Le nouveau chancelier vient de faire ce qu’il avait annoncé : Il a encore davantage renforcé les contrôles aux frontières, que son prédécesseur avait introduit et prolongé. Pour marquer la rupture avec les années Merkel, Merz a en outre donné l’ordre de refouler tout étranger sans papier, qui se présente aux frontières allemandes, même s’il est venu pour demander asile. La police allemande expulse régulièrement des personnes vers le Luxembourg. « Falls die Luxemburger Polizei dort die Person nicht in Empfang nehme, werde diese aufgefordert, über die Brücke ins Nachbarland zu gehen », explique un porte-parole de la police fédérale. On se croirait dans un mauvais western.

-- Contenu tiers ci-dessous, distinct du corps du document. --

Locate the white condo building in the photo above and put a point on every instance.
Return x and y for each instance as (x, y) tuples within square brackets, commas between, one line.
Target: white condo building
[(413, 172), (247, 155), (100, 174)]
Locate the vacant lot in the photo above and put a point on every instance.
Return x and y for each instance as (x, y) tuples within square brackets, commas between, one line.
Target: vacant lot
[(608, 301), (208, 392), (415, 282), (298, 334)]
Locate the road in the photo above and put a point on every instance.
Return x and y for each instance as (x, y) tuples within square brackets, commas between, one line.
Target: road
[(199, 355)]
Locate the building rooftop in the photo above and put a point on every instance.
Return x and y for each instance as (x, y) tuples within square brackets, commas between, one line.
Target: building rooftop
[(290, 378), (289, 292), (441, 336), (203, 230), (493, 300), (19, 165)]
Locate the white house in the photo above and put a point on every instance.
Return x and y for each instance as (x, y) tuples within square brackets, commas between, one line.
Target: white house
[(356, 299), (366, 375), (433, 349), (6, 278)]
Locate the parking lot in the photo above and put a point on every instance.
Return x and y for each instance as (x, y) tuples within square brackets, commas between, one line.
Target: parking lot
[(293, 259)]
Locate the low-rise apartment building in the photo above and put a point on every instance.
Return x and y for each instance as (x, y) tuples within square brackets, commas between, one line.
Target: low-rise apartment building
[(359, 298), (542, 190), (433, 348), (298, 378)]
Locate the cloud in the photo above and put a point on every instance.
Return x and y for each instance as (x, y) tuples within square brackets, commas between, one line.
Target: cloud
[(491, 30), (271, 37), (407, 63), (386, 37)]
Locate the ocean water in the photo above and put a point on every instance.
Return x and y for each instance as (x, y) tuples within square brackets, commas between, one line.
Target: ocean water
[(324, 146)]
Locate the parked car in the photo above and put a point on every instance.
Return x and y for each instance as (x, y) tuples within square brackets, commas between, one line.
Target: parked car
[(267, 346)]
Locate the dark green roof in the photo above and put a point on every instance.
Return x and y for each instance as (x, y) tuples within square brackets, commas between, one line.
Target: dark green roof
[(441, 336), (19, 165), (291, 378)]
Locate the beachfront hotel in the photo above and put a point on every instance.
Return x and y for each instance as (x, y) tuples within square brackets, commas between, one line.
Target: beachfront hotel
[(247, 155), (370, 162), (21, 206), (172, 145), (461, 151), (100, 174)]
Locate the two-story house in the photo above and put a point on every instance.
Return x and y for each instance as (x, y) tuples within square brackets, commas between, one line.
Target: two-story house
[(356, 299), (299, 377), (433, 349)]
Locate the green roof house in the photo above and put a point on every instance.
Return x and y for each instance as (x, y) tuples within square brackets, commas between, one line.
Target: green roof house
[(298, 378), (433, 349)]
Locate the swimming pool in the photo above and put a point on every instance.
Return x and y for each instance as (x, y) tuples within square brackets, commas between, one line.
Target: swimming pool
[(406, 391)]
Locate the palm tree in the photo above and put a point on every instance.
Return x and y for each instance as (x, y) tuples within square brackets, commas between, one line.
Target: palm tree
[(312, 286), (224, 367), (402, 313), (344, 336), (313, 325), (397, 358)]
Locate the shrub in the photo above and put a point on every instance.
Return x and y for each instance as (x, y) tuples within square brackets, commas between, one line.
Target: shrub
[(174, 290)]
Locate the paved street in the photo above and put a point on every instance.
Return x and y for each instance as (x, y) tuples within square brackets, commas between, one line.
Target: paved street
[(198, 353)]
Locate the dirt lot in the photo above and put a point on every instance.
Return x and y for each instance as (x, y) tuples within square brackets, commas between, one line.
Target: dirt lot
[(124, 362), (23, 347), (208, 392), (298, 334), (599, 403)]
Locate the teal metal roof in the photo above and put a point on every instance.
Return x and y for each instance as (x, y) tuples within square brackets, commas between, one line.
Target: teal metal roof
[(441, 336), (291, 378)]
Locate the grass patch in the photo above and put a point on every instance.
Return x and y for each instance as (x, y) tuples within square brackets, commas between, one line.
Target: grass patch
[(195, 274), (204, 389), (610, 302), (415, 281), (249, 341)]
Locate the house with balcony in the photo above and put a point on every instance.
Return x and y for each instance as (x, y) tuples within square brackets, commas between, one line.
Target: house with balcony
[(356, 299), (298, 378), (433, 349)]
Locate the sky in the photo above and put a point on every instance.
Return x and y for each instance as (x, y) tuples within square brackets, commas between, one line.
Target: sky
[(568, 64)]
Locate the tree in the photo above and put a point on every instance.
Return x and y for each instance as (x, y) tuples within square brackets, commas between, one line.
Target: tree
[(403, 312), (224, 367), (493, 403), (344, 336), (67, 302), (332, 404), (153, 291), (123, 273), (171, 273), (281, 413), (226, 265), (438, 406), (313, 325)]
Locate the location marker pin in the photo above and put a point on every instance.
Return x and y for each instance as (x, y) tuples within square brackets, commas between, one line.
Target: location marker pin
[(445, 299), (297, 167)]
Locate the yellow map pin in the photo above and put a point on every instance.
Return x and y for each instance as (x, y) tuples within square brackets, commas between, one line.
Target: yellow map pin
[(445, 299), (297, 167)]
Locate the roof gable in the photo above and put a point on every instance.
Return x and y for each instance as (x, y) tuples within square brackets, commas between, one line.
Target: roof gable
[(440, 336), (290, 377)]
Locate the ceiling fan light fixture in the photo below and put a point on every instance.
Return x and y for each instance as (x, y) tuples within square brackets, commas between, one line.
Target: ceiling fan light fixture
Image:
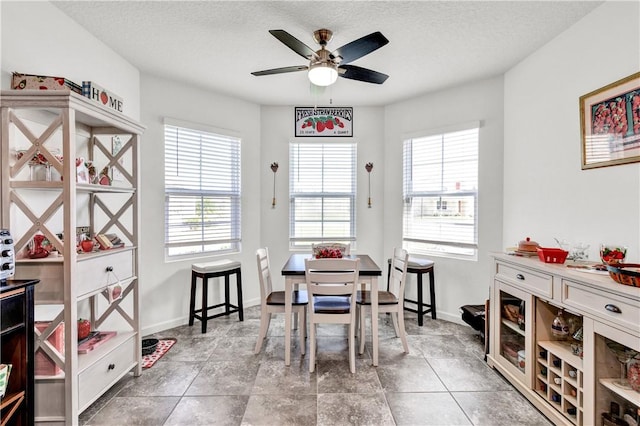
[(323, 74)]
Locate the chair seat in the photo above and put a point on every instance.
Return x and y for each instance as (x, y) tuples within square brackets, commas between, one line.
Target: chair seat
[(215, 266), (418, 263), (299, 297), (332, 304), (384, 298)]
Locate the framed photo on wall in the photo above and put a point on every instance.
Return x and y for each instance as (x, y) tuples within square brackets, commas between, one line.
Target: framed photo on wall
[(323, 121), (610, 124)]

Face à l’escalade anti-migratoire, la réaction du gouvernement luxembourgeois est restée très timorée. Dans le Tageblatt, Léon Gloden évoque un premier échange « constructif et amical » avec Alexander Dobrindt. « Si des bouchons se formaient, je devrais l’en informer », lui aurait dit son nouvel homologue. Des dizaines de milliers de frontaliers allemands voient leur aller-retour rallongé d’une trentaine de minutes par jour. Le Luxembourg vaut-il encore le trajet ? Pour 2024, le Statec recense une baisse, inédite, des frontaliers allemands. Le gouvernement a tenté d’arranger les choses en bilatéral. En début d’année, Luc Frieden disait être intervenu « à maintes reprises » auprès des responsables allemands, « notamment au plus haut niveau », listant une quinzaine d’occasions où le sujet aurait été abordé.

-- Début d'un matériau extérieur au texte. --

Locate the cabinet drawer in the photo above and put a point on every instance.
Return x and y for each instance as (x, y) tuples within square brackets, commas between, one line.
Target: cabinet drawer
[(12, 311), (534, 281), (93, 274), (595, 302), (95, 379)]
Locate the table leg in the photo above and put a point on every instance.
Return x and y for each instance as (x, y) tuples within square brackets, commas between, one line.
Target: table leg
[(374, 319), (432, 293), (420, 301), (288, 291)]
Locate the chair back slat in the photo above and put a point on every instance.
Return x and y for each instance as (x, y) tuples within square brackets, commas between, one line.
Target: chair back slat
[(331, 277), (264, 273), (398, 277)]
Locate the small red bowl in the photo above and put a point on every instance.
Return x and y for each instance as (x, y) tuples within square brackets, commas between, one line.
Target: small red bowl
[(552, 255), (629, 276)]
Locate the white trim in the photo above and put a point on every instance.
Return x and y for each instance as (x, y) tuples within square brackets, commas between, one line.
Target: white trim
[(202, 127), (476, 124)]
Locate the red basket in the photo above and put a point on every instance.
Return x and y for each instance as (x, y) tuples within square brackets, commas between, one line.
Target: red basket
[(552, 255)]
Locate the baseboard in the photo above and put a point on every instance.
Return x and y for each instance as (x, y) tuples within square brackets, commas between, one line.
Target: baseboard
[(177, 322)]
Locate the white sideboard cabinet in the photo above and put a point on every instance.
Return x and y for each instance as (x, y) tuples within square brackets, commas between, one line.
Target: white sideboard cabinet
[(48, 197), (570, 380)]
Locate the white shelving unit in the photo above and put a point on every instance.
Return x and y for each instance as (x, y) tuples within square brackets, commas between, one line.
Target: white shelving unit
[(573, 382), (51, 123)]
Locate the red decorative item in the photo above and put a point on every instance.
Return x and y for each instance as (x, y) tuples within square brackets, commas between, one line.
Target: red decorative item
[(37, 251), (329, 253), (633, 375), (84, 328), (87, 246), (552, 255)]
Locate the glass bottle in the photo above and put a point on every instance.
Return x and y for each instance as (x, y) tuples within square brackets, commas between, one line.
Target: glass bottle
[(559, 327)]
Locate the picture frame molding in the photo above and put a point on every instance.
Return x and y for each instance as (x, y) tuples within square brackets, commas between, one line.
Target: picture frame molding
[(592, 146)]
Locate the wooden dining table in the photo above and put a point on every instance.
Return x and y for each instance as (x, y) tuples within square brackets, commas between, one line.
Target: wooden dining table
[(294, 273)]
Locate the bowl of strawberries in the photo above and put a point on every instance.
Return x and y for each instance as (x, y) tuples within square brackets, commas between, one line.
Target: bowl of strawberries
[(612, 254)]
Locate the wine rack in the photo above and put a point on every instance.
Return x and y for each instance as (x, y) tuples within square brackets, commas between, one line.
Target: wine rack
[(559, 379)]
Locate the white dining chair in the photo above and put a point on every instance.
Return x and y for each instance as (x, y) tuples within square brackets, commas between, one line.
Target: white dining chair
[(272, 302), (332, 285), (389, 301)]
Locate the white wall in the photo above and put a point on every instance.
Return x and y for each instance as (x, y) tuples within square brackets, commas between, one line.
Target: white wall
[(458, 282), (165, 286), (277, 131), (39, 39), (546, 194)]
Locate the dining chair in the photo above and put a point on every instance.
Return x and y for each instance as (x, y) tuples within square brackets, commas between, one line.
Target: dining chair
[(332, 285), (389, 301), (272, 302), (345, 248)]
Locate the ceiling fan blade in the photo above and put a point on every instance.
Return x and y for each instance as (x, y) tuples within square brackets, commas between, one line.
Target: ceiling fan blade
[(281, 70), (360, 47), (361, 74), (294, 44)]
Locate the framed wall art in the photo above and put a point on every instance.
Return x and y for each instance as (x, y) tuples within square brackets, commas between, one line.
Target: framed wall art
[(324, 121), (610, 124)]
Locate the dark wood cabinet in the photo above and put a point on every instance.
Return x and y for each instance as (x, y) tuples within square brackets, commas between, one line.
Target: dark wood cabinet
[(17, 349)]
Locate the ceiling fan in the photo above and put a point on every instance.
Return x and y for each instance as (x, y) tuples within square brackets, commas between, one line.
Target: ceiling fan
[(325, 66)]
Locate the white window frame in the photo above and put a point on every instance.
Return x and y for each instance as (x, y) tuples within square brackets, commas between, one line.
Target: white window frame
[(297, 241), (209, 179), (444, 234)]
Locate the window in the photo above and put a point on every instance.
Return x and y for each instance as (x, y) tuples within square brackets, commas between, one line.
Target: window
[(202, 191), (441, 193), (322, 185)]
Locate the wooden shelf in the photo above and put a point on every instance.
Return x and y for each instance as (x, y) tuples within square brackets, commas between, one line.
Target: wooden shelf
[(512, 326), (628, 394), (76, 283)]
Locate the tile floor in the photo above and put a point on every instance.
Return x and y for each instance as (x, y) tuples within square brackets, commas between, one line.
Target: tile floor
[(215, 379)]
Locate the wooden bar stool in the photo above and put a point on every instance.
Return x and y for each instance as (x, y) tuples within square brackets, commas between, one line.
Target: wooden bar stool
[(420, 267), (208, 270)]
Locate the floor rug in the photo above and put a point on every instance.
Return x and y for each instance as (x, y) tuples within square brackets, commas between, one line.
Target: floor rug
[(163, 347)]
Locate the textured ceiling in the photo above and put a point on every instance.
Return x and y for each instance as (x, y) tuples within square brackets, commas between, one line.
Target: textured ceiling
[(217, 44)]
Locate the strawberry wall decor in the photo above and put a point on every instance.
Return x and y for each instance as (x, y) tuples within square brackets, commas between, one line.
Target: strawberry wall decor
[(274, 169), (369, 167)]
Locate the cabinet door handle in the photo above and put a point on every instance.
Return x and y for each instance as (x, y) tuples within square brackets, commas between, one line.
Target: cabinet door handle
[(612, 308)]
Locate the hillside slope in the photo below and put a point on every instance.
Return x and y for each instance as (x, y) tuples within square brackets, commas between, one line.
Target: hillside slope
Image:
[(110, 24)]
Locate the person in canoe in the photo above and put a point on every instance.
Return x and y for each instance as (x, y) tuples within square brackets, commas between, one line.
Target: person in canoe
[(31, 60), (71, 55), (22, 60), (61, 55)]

Mais il a fallu attendre le 14 février, le jour de la Saint-Valentin, pour que le Luxembourg envoie finalement une « lettre de réclamation » à Bruxelles. (Elle ne semble pas avoir impressionné outre mesure Ursula von der Leyen qui, vendredi dernier, s’est montrée étonnamment peu critique par rapport aux contrôles de Merz.) Le gouvernement s’interdit par contre de déposer une plainte à la Cour de Justice de l’UE. La procédure prendrait trop de temps, et le jugement serait « de la moutarde après dîner », tel est l’argumentaire formaliste du ministre Gloden, qui fait mine de croire que les États membres vont limiter les contrôles à trois ans. « Dir maacht heiheem gären op Big Boys an dann uewen um grousse Parquet pisst Dir awer da mat deene klengen Hënn! », lui a lancé, en février, le député vert Meris Sehovic depuis la tribune parlementaire.

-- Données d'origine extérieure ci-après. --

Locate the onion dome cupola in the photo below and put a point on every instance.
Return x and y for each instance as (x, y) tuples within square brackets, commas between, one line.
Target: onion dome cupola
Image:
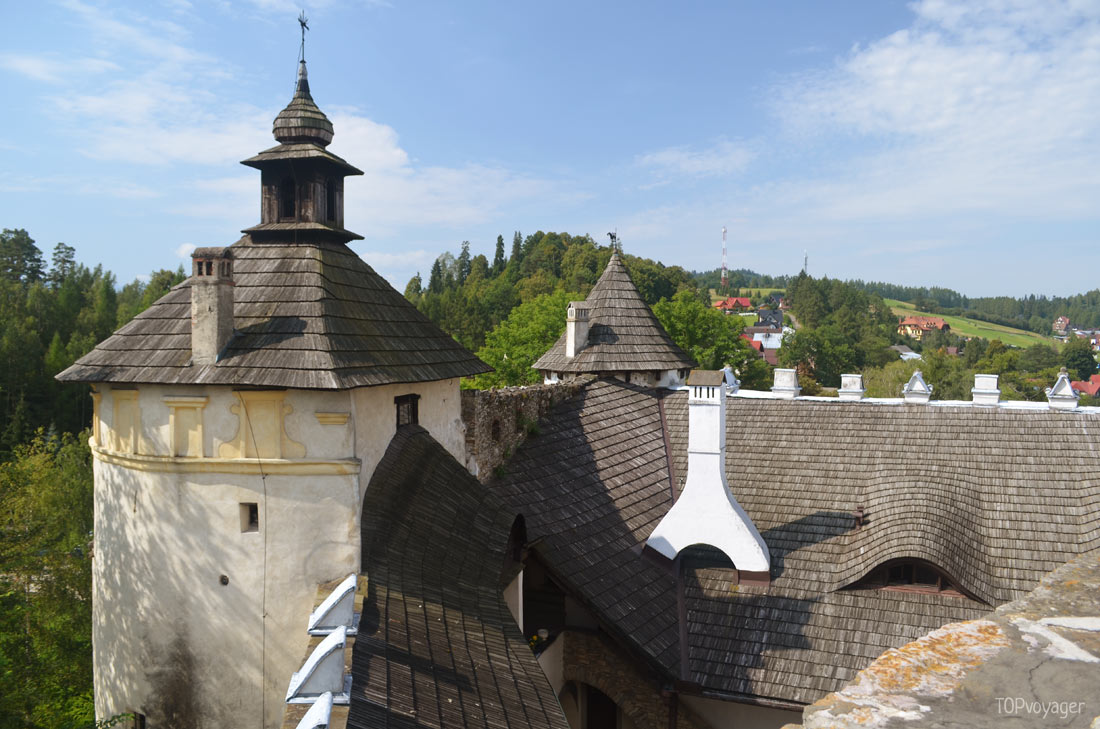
[(301, 121), (303, 181)]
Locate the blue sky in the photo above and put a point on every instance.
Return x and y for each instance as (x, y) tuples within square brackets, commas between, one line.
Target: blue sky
[(922, 143)]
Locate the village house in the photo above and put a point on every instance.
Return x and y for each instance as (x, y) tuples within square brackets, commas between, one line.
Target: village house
[(734, 304), (917, 327), (301, 522)]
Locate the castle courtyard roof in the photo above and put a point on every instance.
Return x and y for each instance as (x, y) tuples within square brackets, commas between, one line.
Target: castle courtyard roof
[(993, 497)]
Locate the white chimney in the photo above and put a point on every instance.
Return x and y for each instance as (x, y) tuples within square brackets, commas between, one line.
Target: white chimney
[(916, 389), (787, 384), (851, 387), (576, 328), (1062, 396), (733, 384), (985, 390), (211, 304), (706, 511)]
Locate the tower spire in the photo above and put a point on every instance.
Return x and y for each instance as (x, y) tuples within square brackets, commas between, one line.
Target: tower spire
[(305, 26)]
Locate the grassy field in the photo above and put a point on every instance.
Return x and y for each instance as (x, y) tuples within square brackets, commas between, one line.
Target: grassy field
[(965, 327)]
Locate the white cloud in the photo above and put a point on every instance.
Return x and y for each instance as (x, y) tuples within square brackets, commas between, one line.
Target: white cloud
[(989, 108), (724, 157), (52, 68), (393, 191), (80, 185), (381, 260)]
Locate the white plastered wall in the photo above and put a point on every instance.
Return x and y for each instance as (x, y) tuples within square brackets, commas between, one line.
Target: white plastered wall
[(167, 633)]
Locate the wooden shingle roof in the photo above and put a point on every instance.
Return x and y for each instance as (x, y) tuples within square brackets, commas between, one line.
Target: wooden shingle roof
[(624, 335), (437, 644), (306, 316), (996, 497)]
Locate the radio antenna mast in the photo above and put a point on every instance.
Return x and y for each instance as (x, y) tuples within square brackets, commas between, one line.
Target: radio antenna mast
[(725, 275)]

« The death of Schengen by a thousand cuts », c’est le prognostic peu optimiste que fait Isaac Stanley-Becker dans Europe without borders, paru en janvier chez Princeton University Press. Le journaliste y pointe le paradoxe inhérent aux accords de Schengen. Dès leur origine, le corollaire à l’ouverture des frontières intérieures étaient la fermeture des frontières extérieures et le resserrement des politiques migratoires. Stanley-Becker rappelle que les signataires avaient concocté une liste d’une centaine de pays (parmi lesquels les anciennes colonies européennes, mais également la RDA), dont les ressortissants se retrouvaient classés « indésirables ». C’est la ligne de défense que prend aujourd’hui Léon Gloden : « Wat muss verhënnert ginn, ass, datt Leit, an dësem Fall vu baussen, an den Espace Schengen erakommen, déi do näischt verluer hunn », disait-il en février à la Chambre. L’idéologue en chef de l’ADR, Fred Keup, s’en réjouissait : « De Schengen-Raum ass bannen oppe Grenzen an no baussen zoue Grenzen. Zum Deel gëtt Schengen benotzt als Synonym zu ‘Festung Europa‘. »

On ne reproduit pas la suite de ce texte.